En lugar de entonar ditirambos sobre el campesino hay que hablar de máqui­nas y de abonos que facilitarían el trabajo que se ensalza. Cuando se clama por todas las antenas que el hombre inculto e ignorante es mejor que el hom­bre cultivado e instruido, hay que tener valor para plantearse el in­terro­gante: ¿Mejor para quién? Cuando se habla de razas perfectas y razas imperfectas, el valor está en decir: ¿Es que el hambre, la ignorancia y la guerra no crean taras?

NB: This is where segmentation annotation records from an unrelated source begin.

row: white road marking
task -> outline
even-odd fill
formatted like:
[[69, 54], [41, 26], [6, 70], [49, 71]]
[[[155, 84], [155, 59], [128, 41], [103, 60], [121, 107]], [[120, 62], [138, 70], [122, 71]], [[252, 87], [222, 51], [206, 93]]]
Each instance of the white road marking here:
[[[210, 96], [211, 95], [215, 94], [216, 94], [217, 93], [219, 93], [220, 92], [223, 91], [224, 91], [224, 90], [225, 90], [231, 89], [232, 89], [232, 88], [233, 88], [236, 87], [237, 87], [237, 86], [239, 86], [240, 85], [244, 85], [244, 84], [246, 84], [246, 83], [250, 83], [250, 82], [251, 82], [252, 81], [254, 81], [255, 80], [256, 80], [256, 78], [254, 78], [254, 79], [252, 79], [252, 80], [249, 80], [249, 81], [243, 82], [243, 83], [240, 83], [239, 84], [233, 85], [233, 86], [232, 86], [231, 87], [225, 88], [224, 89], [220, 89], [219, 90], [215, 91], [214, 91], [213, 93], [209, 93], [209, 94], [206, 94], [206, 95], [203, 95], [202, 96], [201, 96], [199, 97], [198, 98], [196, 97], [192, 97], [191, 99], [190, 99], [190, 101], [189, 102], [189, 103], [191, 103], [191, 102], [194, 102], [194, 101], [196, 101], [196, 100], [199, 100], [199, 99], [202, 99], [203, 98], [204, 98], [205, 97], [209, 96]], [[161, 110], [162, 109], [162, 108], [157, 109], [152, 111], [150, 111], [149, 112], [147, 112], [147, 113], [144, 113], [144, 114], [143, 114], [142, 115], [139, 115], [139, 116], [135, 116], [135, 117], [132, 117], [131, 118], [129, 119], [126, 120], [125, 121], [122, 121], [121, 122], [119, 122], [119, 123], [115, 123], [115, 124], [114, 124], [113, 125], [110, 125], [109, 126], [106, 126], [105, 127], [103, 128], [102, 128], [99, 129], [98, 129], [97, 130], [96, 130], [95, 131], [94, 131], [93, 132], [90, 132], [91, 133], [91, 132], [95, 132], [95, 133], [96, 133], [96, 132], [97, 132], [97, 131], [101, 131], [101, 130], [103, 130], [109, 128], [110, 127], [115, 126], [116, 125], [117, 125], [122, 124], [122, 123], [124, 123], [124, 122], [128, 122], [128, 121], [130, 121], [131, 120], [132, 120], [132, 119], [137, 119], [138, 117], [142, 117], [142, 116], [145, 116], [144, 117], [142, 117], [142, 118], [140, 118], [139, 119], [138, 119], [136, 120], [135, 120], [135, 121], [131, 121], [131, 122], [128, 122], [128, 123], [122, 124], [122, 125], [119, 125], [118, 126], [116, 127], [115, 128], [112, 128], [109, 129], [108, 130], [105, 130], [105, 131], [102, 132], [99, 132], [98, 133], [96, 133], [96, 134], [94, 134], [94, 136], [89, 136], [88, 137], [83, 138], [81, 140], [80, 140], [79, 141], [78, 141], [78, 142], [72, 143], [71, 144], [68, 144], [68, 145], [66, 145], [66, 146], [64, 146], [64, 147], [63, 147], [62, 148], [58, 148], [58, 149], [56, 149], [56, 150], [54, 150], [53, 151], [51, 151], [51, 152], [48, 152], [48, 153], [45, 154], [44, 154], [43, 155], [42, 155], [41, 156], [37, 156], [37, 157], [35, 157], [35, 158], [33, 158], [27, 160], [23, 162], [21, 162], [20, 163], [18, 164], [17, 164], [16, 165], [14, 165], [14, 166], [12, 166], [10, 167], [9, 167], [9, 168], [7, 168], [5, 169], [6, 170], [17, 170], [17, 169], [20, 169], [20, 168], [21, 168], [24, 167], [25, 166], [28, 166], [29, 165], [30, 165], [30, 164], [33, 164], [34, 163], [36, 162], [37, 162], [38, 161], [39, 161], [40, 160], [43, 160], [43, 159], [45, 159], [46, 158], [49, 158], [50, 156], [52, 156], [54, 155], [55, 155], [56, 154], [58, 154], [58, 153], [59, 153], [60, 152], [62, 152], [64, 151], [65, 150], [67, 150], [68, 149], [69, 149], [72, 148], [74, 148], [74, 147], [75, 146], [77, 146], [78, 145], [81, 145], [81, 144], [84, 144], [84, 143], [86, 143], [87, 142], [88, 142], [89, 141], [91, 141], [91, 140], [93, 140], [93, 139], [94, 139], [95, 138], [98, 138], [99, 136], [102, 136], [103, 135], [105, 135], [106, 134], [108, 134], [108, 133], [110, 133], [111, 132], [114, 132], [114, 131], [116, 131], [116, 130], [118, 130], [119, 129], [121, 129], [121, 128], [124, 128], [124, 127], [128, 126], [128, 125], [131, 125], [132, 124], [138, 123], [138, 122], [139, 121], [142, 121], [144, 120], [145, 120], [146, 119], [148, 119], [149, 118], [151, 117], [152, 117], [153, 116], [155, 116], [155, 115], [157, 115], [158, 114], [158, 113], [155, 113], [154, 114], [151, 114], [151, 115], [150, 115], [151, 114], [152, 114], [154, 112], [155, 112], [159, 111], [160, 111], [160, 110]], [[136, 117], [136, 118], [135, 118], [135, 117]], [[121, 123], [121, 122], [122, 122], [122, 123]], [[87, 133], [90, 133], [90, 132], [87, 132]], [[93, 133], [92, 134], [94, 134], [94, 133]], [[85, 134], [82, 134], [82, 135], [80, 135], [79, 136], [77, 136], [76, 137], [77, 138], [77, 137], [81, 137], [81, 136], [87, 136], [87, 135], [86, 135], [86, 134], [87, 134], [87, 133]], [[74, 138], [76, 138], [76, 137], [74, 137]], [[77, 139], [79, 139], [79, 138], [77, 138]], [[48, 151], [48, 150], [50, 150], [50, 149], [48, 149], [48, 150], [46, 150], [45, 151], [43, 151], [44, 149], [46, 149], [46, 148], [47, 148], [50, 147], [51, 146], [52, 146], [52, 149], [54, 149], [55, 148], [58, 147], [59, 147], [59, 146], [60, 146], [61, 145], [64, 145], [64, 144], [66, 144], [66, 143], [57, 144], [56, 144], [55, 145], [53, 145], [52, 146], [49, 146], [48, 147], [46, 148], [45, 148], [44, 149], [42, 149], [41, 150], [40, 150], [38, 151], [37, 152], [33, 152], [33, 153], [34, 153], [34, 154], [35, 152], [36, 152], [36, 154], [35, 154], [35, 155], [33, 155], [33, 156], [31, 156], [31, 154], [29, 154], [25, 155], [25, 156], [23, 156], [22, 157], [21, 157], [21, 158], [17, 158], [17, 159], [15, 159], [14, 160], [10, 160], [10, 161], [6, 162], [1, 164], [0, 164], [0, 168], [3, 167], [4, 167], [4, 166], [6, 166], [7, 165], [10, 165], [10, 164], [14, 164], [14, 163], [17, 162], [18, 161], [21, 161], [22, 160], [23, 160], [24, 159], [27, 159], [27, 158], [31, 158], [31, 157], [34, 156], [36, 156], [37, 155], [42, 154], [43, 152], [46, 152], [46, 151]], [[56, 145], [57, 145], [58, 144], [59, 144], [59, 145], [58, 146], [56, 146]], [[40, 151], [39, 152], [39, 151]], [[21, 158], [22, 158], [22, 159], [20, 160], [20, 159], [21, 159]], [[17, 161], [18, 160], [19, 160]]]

También se necesita valor para decir la verdad sobre sí mismo cuando se es un vencido. Muchos perseguidos pierden la facultad de reconocer sus errores, la persecución les parece la injusticia suprema; los verdugos persiguen, luego son malos; las víctimas se consideran perseguidas por su bondad. En reali­dad esa bondad ha sido vencida. Por consiguiente, era una bondad débil e impropia, una bondad incierta, pues no es justo pensar que la bondad implica la debilidad, como la lluvia la humedad. Decir que los buenos fueron venci­dos no porque eran buenos sino porque eran débiles requiere cierto valor.

Escribir la verdad es luchar contra la mentira, pero la verdad no debe ser algo general, elevado y ambiguo, pues son estas las brechas por donde se desliza la mentira. El mentiroso se reconoce por su afición a las generalidades, como el hombre verídico por su vocación a las cosas prácticas, reales, tangibles. No se necesita un gran valor para deplorar en general la maldad del mundo y el triunfo de la brutalidad, ni para anunciar con estruendo el triunfo del espíritu en países donde éste es todavía concebible. Muchos se creen apuntados por cañones cuando solamente gemelos de teatro se orientan hacia ellos. Formu­lan reclamaciones generales en un mundo de amigos inofensivos y reclaman una justicia general por la que no han combatido nunca. También reclaman una libertad general: la de seguir percibiendo su parte habitual del botín. En síntesis sólo admiten una verdad: la que les suena bien.

Pero si la verdad se presenta bajo una forma seca, en cifras y en hechos, y exige ser confirmada, ya no sabrán qué hacer. Tal verdad no les exalta. Del hombre veraz sólo tienen la apariencia. Su gran desgracia es que no conocen la verdad.